The current traffic scope is not sufficient for a reliable product ranking. Treat monthly visits as a market-interest signal, then decide using taxonomy, use cases, pricing, and a like-for-like trial rather than reading exposure as product capability.
Product positioning, use cases, and roles
Datafold and iomete currently overlap in shared categories: Analysen und Datenbank; shared tags: Datenengineering. This can place both on the same shortlist, but it does not prove equal implementation, depth, or cost.
Datafold's unique categories/tags are Automatisierung, CI/CD, Datenbank, Datenmigration, Datenobservabilität, Datenqualität, Datenprüfung und Datenvalidierung; iomete's are Infrastruktur, Datenmanagement, Apache Iceberg, Apache Spark, Big Data, Datenanalyse, Datengovernance und Data Lakehouse. These unique fields are the strongest differentiators: validate the product whose recorded scope matches the task instead of following traffic alone.

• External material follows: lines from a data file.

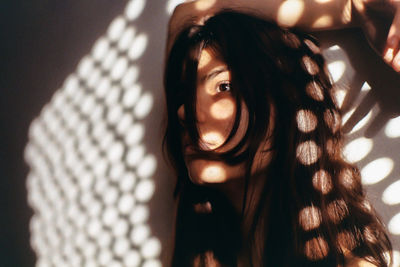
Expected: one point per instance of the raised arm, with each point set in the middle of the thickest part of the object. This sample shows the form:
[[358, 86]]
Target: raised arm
[[310, 15], [307, 14]]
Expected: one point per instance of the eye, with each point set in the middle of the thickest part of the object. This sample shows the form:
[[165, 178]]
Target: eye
[[224, 86]]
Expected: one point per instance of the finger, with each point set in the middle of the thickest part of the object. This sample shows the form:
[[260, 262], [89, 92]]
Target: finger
[[392, 43], [396, 62]]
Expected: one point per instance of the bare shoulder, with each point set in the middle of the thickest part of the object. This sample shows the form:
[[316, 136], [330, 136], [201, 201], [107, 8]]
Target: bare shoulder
[[352, 261]]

What ratings, comments, and favorites can tell you
Datafold has no verified rating, 0 comments, 105 favorites, and 120 likes;iomete has no verified rating, 0 comments, 125 favorites, and 111 likes。

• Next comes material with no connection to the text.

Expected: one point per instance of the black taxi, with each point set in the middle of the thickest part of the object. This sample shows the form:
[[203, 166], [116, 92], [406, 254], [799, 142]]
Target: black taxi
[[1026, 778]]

Neither product has enough rating or comment samples for a credible reputation ranking.
Selection guidance by actual need
When to evaluate Datafold first
Put Datafold on the priority trial list when the task aligns with “Analysen” and especially Automatisierung, CI/CD, Datenbank, Datenmigration, Datenobservabilität und Datenqualität. This follows recorded positioning and does not imply unlisted capabilities are absent.
Datafold also currently records: pricing is paid, product type is website, 21K verified monthly visits, no verified user rating. Verify any hard requirement around price, platform, or reach before trial, and do not let sparse review data substitute for testing.

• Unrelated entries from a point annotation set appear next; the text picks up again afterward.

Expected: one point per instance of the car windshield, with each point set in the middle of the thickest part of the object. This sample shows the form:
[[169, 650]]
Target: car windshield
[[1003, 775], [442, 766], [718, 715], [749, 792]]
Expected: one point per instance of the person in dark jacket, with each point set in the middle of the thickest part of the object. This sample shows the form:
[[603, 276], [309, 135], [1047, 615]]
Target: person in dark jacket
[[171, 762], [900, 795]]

When to evaluate iomete first
Put iomete on the priority trial list when the task aligns with “Analysen” and especially Infrastruktur, Datenmanagement, Apache Iceberg, Apache Spark, Big Data und Datenanalyse. This follows recorded positioning and does not imply unlisted capabilities are absent.
iomete also currently records: pricing is freemium, product type is website, 18.8K verified monthly visits, no verified user rating. Verify any hard requirement around price, platform, or reach before trial, and do not let sparse review data substitute for testing.
How to validate the recommendation before deciding
The available data describes positioning, public visibility, and community signals, but it cannot prove output quality, speed, integration effort, privacy, or long-term cost in your workflow. Before deciding, run the same representative tasks in Datafold and iomete, then record completion time, accuracy, manual corrections, and the real paid threshold. A like-for-like trial turns this comparison into a defensible adoption decision.